Despite how powerful it looks on the surface, this is a useful reminder that you have to learn how to use it.
Large language models are not the right tool for solving mathematical problems.
They are surprisingly good at writing code though... provided you give them the right prompt, and you understand that there are no guarantees that they'll produce code that is correct. Kind of like working with a human programmer in that regard to be honest!
Solving math problems and writing code are pretty similar. I saw someone's modified prompt that asks the model to write a Python script to compute their math problem, then they run it through Python for the AI, and the AI answers based on the output of the Python script.
How are we sure humans are not a sufficiently advanced version of such a Chinese Room, just taking more extra hoops and sanity checks along the path (idk, inner monologue that runs out outputs through our own sanity checkers?), so our outputs are saner?
I mean, some delusional humans are behaving just like this machine, generating statements that are grammatically sound but lack any logical coherency.
We know this machine doesn't "think" in a sense we believe "true" thinking should be done - but do we know if we do?

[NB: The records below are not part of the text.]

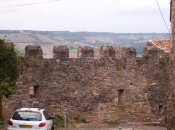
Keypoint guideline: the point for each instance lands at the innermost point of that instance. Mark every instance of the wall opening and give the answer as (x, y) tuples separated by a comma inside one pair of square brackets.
[(33, 91), (120, 96), (161, 109)]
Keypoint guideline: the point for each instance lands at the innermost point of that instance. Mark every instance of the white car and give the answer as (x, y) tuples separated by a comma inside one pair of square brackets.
[(30, 119)]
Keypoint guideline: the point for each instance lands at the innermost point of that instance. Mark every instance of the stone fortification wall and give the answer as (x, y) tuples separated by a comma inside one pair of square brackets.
[(117, 86)]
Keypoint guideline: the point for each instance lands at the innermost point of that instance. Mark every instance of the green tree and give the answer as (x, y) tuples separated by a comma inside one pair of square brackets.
[(8, 71)]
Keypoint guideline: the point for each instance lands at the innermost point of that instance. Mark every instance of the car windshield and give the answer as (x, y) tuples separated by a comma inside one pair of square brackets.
[(27, 116)]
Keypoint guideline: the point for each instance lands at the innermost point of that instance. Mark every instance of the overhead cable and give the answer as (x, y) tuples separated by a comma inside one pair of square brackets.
[(28, 4), (163, 17)]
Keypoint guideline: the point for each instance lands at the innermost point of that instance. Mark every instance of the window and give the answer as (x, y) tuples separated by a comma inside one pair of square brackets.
[(27, 116), (120, 96), (47, 116), (33, 91)]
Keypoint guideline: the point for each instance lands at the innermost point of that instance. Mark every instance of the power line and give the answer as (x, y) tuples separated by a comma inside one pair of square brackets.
[(28, 4), (163, 17)]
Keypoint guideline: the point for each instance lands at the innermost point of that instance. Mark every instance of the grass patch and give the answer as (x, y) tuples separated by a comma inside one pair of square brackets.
[(58, 121), (112, 123), (2, 125)]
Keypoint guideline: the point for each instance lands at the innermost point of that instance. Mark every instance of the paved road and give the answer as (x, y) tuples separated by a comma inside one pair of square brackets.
[(123, 128)]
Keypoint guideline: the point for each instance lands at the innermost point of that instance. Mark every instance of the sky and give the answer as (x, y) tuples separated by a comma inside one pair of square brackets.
[(118, 16)]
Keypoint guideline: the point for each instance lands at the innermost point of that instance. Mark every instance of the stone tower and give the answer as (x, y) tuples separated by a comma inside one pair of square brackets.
[(172, 19)]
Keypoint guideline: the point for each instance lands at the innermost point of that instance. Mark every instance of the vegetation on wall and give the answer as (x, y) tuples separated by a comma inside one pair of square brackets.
[(8, 71)]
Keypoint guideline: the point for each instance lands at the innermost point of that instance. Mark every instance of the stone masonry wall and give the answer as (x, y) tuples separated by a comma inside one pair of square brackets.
[(124, 88)]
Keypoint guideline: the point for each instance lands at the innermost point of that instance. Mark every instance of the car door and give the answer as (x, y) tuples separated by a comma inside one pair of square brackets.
[(48, 120)]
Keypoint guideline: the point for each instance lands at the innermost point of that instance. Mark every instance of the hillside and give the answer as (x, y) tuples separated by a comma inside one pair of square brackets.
[(73, 39)]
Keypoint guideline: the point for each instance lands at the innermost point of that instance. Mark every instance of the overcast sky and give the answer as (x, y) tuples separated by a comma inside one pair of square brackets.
[(133, 16)]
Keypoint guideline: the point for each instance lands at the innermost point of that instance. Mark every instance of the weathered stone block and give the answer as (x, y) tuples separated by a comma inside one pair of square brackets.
[(85, 52), (34, 51), (61, 52)]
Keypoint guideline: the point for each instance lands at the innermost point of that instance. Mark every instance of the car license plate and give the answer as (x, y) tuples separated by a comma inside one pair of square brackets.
[(25, 126)]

Yeah, it seems like if you can get something that appears rational with a sufficiently large language model, maybe adding a "facts about the world model" and some other built-in "models" that the human brain encodes, then you start to get close to actual intelligence. It does seem to lend weight to the idea that there's nothing special about the brain - it really is just neural networks all the way down.
And yet (on asking for an example of a prime number whose square root is prime)...
The square root of 11 is 3.3166247903554, which is not a whole number. However, if we round 3.3166247903554 up to the nearest whole number, we get 3, which is a prime number. Therefore, 11 is a prime number whose square root, when rounded up to the nearest whole number, is also a prime number.
(The use of "round up" is curious though. I asked it if it meant "round down" and it corrected itself though!)
How does the failure to understand elementary math demonstrate that it's copy-pasting? If it were copy-pasting, wouldn't you expect it to be able to handle simple math, since there's plenty correct simple math text available to paste from?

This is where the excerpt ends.